Although we live in an age where cars can talk, cuisinarts can blend and the World Wide Web can bring you news from around the planet, the accomplishments of an inhuman space probe still seem a little hard to believe in--too much sci-fi and too little fact.
Take a statement from yesterday's Times article: "Traveling 106,000 miles per hour, the 746-pound capsule streaked into the fringes of the planet's mostly hydrogen atmosphere, the friction of its passage producing a fiery glow as bright as the sun." Isaac Asimov, eat your heart out. Wonder-twin powers, activate.
That's not at all intended to cast aspersion on the dedicated scientists at Caltech in sunny Pasadena, Calif. (the weather of said city being another science-fiction-like spectre from the vantage point of a New England winter). Malfunctioning antenna and tape deck aside, their probe has lasted six years in space and will, we hope, give us some spectacular pictures.
But when we get those pictures, what's to make us believe that they are actually of the red Jovian planet? How are we to know that the brilliant scientists on the West Coast aren't playing a huge practical joke upon us?
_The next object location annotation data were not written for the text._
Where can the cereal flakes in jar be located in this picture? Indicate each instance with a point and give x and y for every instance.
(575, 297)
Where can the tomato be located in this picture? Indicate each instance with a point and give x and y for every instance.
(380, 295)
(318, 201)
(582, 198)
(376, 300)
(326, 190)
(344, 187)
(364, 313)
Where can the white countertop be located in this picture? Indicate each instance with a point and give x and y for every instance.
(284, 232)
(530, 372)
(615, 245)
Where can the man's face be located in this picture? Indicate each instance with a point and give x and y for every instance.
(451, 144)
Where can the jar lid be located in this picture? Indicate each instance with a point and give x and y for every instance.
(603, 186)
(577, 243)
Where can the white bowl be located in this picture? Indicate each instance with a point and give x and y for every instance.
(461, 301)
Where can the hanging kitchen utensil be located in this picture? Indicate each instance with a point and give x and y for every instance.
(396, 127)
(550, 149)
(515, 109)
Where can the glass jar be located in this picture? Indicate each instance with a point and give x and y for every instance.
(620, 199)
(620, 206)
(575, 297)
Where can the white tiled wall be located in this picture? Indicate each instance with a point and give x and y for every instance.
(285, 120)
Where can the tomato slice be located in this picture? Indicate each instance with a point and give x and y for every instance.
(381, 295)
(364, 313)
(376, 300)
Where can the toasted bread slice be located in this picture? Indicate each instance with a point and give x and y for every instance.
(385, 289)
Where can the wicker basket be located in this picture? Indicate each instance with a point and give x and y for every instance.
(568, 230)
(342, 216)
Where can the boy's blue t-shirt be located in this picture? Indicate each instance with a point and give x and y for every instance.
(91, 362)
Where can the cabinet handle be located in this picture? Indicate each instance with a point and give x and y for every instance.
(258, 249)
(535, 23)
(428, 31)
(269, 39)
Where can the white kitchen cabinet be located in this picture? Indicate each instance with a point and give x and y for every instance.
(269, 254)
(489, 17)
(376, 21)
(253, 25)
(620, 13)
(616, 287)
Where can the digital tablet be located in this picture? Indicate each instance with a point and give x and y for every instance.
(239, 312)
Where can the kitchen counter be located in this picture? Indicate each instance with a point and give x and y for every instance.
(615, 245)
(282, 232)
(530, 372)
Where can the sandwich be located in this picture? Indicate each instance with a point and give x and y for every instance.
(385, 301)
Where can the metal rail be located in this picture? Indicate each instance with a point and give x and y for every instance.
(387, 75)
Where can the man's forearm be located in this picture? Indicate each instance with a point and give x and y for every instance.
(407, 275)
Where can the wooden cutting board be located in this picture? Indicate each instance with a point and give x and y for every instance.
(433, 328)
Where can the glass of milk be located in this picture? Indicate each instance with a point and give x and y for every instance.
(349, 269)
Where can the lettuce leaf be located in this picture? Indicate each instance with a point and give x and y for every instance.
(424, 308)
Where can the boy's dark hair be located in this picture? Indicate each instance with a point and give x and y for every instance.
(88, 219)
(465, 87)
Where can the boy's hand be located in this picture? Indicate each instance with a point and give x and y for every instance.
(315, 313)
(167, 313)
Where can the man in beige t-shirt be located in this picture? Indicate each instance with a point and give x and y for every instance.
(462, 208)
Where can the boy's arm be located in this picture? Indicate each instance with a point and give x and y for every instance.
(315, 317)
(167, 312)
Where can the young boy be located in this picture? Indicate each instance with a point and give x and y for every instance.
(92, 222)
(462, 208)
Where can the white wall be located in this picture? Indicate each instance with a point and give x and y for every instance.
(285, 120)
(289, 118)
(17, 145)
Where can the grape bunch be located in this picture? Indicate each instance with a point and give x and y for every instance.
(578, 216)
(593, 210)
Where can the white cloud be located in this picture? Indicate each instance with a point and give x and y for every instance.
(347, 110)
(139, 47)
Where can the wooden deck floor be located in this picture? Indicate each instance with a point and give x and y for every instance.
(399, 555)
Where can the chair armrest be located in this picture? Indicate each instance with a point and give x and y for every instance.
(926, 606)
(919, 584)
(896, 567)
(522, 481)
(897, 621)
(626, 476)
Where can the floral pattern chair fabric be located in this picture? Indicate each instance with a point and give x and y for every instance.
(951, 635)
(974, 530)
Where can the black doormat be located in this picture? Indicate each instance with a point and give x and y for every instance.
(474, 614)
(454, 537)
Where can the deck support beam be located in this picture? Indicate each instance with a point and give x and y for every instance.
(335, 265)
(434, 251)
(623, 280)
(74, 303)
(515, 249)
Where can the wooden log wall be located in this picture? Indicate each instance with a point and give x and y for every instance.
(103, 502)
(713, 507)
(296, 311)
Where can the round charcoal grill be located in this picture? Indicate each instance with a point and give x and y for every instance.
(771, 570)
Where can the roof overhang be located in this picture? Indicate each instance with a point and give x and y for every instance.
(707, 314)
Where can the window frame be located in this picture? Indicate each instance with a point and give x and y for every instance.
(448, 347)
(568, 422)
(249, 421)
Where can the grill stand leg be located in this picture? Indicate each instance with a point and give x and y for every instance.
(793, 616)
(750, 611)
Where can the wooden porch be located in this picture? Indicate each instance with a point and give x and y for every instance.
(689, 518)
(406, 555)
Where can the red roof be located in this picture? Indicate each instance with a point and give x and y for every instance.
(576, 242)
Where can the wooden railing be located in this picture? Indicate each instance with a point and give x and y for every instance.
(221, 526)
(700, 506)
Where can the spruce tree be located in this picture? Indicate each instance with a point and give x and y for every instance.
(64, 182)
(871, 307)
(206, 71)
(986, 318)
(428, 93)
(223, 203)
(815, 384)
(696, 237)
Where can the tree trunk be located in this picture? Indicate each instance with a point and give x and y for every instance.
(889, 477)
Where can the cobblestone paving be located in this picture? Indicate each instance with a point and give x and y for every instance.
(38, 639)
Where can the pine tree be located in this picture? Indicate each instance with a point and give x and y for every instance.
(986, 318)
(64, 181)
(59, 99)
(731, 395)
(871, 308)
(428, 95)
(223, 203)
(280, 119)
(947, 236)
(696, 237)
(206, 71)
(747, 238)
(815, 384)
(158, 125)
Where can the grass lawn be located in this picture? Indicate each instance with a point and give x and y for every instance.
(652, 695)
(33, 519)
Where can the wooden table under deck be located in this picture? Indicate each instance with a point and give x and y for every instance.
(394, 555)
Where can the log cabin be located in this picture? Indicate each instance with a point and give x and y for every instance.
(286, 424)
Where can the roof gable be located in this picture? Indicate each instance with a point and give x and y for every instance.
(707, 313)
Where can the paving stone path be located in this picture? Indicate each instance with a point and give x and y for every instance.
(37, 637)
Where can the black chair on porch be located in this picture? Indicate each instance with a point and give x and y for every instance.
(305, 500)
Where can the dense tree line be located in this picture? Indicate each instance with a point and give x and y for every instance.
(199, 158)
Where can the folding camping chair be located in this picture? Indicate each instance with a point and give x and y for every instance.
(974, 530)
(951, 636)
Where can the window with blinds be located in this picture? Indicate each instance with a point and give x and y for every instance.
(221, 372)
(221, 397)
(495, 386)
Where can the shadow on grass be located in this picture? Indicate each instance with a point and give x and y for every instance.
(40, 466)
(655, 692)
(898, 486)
If they're smart enough to launch satellites into space, they're certainly smart enough to touch up a red spot here and an atmospheric ripple there.
What it comes down to, it seems, is faith, a giving oneself up to the excitement and the possibilities of space exploration. If it's all a hoax--if the pictures aren't real, if the stories are manufactured--it doesn't matter all that much anyway. After all, most of us will never go into space anyway. So let's succumb to disbelief and enjoy the show.